Submitted March 3, 2008
Accepted October 23, 2008
Activity of the BH3 mimetic ABT-737 on polycythemia vera erythroid precursor cells
Ann Zeuner*, Francesca Pedini, Federica Francescangeli, Michele Signore, Gabriella Girelli, Agostino Tafuri, and Ruggero De Maria
Department of Hematology, Oncology and Molecular Medicine, Istituto Superiore di Sanita, Rome, Italy
Department of Cellular Biotechnology and Hematology, University La Sapienza, Rome, Italy
* Corresponding author; email: a.zeuner{at}iss.it.

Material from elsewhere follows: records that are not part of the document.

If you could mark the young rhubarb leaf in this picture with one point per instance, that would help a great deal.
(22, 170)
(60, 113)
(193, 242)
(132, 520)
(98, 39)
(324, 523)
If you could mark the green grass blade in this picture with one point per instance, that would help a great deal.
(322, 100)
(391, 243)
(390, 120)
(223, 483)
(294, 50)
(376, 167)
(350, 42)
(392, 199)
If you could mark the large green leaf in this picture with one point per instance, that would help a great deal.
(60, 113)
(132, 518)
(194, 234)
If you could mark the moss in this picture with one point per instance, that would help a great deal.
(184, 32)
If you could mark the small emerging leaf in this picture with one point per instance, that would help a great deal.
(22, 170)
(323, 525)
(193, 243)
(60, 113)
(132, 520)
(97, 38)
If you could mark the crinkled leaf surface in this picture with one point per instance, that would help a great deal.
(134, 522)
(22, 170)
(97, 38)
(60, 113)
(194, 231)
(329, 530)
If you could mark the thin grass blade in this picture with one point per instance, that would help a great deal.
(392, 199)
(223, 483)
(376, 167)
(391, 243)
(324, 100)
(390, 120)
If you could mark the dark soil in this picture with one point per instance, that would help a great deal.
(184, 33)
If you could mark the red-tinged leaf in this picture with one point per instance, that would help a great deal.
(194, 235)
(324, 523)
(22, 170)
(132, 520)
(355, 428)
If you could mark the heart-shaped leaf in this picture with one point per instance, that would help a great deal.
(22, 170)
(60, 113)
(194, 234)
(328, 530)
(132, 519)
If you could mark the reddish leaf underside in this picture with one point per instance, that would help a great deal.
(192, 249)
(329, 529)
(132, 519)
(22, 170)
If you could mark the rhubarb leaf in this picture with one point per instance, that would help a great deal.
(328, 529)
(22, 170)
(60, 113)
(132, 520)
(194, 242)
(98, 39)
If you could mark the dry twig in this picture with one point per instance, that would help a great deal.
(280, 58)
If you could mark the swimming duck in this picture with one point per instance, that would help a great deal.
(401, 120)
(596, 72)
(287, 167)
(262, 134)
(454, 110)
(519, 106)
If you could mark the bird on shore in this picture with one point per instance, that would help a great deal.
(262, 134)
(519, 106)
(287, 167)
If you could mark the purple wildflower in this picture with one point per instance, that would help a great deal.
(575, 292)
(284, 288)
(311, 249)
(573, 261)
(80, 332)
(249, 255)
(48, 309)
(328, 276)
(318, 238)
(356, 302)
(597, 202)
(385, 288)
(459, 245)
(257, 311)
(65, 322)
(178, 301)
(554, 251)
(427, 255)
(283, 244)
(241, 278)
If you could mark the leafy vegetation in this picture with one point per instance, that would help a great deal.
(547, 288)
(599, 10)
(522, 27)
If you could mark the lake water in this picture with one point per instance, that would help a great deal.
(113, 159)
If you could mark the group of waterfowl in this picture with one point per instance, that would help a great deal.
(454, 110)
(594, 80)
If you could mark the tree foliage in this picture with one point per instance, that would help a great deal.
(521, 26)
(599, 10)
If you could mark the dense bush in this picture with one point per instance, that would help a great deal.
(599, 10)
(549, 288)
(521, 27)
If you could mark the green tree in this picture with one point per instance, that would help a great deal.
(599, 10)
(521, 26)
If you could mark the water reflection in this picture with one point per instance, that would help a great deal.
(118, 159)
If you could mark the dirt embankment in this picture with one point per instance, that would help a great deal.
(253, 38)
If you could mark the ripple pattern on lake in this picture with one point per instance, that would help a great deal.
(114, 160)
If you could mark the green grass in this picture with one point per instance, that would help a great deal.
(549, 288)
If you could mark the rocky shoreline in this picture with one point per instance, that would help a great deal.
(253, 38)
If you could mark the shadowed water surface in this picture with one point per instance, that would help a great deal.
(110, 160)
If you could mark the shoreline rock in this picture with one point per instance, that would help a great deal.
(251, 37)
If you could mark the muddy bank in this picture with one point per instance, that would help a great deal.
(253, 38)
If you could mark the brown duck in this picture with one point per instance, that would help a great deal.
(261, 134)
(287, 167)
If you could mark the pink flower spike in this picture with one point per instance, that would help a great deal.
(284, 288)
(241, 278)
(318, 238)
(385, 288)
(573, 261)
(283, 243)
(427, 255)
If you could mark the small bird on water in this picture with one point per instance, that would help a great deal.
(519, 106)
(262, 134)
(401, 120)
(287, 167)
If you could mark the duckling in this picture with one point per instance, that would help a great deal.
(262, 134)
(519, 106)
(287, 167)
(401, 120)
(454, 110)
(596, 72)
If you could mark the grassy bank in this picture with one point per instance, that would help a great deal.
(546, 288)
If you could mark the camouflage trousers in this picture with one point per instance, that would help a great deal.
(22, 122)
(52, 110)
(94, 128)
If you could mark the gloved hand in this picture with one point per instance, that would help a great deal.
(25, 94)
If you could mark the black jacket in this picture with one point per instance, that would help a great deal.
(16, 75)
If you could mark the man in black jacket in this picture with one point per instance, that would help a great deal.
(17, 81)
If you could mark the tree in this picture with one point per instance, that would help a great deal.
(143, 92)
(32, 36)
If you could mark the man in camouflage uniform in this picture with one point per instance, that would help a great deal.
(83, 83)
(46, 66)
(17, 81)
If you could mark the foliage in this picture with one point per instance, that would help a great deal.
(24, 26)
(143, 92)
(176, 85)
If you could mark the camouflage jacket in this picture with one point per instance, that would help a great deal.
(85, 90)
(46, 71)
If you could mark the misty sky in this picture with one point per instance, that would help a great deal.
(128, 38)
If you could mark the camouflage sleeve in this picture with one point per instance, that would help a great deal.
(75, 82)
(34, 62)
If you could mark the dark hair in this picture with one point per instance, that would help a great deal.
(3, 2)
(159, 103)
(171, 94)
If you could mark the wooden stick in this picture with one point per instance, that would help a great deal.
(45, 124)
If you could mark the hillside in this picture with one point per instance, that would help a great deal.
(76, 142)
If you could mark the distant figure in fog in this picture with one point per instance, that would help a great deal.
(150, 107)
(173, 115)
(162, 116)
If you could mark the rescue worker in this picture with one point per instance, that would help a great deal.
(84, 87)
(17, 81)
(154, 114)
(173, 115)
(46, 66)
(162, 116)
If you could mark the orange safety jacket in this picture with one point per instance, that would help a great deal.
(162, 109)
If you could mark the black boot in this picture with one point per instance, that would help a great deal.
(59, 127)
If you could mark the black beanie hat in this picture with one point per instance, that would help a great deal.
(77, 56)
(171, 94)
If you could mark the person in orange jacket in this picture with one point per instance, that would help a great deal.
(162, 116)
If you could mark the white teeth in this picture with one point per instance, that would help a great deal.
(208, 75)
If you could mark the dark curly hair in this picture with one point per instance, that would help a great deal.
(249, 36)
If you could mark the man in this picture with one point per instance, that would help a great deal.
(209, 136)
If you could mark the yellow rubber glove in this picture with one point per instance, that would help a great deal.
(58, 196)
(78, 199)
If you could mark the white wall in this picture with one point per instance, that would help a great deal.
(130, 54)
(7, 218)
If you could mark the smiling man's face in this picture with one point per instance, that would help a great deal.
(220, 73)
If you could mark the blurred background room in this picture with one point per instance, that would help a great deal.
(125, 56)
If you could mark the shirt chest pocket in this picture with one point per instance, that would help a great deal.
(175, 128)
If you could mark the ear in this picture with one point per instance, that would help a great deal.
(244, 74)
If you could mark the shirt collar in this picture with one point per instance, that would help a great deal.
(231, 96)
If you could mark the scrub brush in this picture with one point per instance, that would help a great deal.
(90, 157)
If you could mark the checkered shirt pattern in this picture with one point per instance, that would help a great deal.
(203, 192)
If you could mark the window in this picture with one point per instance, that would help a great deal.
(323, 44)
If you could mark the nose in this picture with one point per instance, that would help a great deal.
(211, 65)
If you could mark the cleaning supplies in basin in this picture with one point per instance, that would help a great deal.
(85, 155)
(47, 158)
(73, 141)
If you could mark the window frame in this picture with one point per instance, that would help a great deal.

An increased expression of anti-apoptotic molecules is often found in malignant cells, where it contributes to their clonal expansion by conferring an improved survival ability. We found that erythroid precurors derived from polycythemia vera (PV) patients with medium and high JAK2V617F mutation rates often express elevated levels of the anti-apoptotic molecules Bcl-2 and Bcl-XL (5/12 patients with 3-7 times Bcl-2 and 3/12 patients with 4-7 times Bcl-XL than average normal controls) and are more resistant to myelosuppressive drugs than normal erythroblasts. ABT-737, a small-molecule inhibitor of Bcl-2, Bcl-XL and Bcl-W, induced apoptosis preferentially in JAK2V617F-high PV erythroid precursors as compared to JAK2V617F-low or normal erythroblasts. ABT-737 inhibited also the proliferation of PV erythroblasts and interfered with the formation of endogenous erythroid colonies by PV hematopoietic progenitors. Altogether, these results suggest that small-molecule inhibitors of Bcl-2/Bcl-XL may be employed in the treatment of PV patients with high JAK2V617F allele burden.